Лифта пришлось ждать долго, и поднимался он медленно. Дверь квартиры была распахнута. Алексей Григорьевич Хусаинов лежал ничком на полу, между туалетом и кухней. Не то лежал, не то плавал – под ним была лужа крови почти на весь коридор, до самой прихожей. Потрогав руку начальника, Андрей понял, что Скорую уже можно не вызывать. Он медленно прошёл в комнату, зажёг свет и увидел труп худой женщины в чёрном нижнем белье. Женщина лежала перед сервантом, одна из полок которого была вся заставлена импортным алкоголем. Крови из женщины вытекло ещё больше, чем из Алексея Григорьевича. В край бурой, застывшей лужи влипли два шлёпанца.
Подойдя к телефону, Андрюшка вытащил носовой платок, взял через него вилку, вставил её в розетку, так же взял трубку и авторучкой нажал семь кнопок.
– Прокуратура Ждановского района, – буркнула трубка после двенадцатого гудка, – старший лейтенант Никаноров.
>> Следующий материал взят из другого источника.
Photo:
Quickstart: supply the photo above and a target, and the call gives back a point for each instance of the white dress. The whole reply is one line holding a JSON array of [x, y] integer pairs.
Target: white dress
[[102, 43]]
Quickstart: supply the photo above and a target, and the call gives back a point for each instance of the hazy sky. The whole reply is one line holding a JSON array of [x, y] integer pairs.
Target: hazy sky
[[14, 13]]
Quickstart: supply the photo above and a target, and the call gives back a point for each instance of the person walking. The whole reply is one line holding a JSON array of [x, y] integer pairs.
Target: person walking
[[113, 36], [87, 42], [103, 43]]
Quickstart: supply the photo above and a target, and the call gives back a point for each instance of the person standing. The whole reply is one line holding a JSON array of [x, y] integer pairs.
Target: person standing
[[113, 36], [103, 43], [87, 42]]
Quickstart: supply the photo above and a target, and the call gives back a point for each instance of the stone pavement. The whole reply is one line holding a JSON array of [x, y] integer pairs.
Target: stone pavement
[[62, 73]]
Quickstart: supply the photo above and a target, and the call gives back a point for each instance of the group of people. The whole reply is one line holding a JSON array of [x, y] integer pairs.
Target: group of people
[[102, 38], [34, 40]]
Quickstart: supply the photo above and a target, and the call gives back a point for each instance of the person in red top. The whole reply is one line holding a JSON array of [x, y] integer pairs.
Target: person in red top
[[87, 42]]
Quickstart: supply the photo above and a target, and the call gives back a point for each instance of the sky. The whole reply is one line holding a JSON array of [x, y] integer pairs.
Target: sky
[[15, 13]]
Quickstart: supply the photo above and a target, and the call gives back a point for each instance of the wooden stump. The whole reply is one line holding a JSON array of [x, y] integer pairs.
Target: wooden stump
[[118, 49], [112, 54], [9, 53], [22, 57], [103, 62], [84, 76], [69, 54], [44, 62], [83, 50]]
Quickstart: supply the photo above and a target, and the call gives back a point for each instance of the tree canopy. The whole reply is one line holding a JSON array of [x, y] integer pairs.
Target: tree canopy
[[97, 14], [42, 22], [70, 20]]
Андрей сухо поздоровался со своим приятелем и предельно кратко обрисовал ситуацию.
Глава шестая
Дождь скорее накрапывал, чем хлестал, но был ледяным. Пробежав вдоль садика, Кременцова остановилась. Дальше дорога, тянувшаяся к Шестнадцатой Парковой мимо стройки, была прекрасно освещена. Достичь по ней улицы к данному моменту женщина с зонтиком не смогла бы, даже побив мировой рекорд по скорости бега на стометровку. Логично было предположить, что она свернула с неё, благо что с обеих сторон виднелись жилые и нежилые здания, окружённые закоулками и заборами. Кременцова долго стояла на одной ножке, как цапля, решая, что предпринять. Можно было бегать кругами по подворотням, рассчитывая на чудо. Можно было рыдать и биться головой о бордюр, пока он не треснет, а можно было вернуться в «Волгу» и по спецсвязи одним звонком поднять на ноги все окрестные райотделы. Бегать кругами хотелось меньше всего. Слёзы уже текли из глаз Кременцовой, бордюр был близко, но она кое-как взяла себя в руки и повернулась, выбрав вариант номер три. Шагнуть не успела – со стороны помойки с тремя контейнерами, поблизости от которой она стояла, прогремел выстрел. Не холостой. Из «Макарова». Кременцова молниеносно шлёпнулась на асфальт, забыв, что он – не татами. Что при этом отшибла, не поняла – от боли извилины натянулись между ушами и загудели, словно басовые струны. Стрельба продолжилась. Ни одна из пуль ближе чем за метр от Кременцовой не просвистела. Понятно было, что тот, кто их посылал, впервые столкнулся с таким противным явлением, как отдача. После девятого выстрела прозвучал безвольный щелчок. Услыхав его, Кременцова с бешеной рожей поднялась на ноги, вынула свой «Макаров», взяла на прицел центральный контейнер и ласково предложила:
– Ну а теперь выползай, паскуда вонючая! На карачках! Ствол возьми в зубы! Выползай, живо!
– Эй! Вы чего там, с ума сошли? – послышался за спиной мужской грубый голос, – что за пальбу устроили?
Кременцова сообразила – сторож со стройки.
– Всё хорошо, – сказала она, не спуская взгляда с контейнера, – за ментами сбегай! Скажи, что я – из прокуратуры.